I love playing Indian classical, it is where I feel the most liberated. Although the guidelines are strict, the boundaries are endless in terms of creative development. I enjoy the playfulness on stage between musicians, which you tend to miss nowadays. I feel it is becoming too serious because in essence music is a form of expression and raag is a journey for the audience – which you must lead.
There are some who are observing that in some British south Asian sectors, Indian or correctly naming it as south Asian classical music is the new rock n’roll – meaning that its interest and role is against the establishment of what young people are expected to play or listen to? Do you see that too?
There has been a recent influx of younger people getting in to Indian classical music and I have seen a sharp increase since when I started in 1991. Back then there was still the ‘hippy’ hangover and a few community based music groups but nothing on the scale we see now in the UK. I think there are a few reasons for this and firstly the 2nd/3rd generation British Asians had to find their own identity, where some went into Bhangra and more mainstream genres. Many decided to go back to their roots and study Indian Classical. They took the form and made it their own to create the thriving Asian music community we have today in the UK. Secondly the snowball effect.
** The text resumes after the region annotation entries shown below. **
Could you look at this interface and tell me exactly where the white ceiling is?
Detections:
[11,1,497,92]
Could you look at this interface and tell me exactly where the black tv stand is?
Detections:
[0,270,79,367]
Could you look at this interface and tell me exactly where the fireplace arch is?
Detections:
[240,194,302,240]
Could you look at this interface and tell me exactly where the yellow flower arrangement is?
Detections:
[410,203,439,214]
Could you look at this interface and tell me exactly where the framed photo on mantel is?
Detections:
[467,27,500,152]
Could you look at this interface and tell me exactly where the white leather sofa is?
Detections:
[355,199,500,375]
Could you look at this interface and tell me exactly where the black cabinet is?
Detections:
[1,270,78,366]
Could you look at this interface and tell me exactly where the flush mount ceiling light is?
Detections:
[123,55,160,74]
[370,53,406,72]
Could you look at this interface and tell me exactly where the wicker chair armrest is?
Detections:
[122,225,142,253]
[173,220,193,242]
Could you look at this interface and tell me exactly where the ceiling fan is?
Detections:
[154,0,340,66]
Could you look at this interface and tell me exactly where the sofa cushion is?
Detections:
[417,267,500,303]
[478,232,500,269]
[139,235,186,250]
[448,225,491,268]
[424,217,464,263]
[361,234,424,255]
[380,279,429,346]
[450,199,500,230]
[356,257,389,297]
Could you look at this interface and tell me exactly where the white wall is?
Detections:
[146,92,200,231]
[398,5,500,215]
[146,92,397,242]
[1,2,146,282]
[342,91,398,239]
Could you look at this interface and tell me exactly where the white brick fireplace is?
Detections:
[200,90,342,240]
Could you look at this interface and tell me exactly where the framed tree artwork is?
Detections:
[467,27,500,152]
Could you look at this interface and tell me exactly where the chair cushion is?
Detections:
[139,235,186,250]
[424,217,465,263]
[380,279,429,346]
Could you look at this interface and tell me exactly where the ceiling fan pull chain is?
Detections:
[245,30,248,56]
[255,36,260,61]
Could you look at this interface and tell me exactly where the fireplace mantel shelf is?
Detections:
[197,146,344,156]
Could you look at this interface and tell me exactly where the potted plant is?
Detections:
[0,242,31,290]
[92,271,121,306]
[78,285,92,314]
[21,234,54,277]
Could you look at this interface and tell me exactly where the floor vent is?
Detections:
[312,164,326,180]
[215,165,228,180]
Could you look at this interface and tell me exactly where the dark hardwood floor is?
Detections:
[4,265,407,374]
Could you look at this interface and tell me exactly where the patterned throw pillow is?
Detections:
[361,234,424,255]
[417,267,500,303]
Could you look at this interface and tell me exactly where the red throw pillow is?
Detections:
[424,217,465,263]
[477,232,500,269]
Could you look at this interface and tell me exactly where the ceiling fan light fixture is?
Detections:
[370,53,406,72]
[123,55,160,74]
This thriving community reached out to the wider community to create festivals, events and workshops and that in effect raised awareness of ICM and create a larger audience. I hope this identity develops to create a very distinctive musical voice here in the UK.
BBC CD release this year and then I’m not sure. Would like to work with a smaller ensemble of western musicians, but whatever I do it will always be a blend of western and Indian music. Those are the two genres I have studied intensely and it is my ethnic makeup.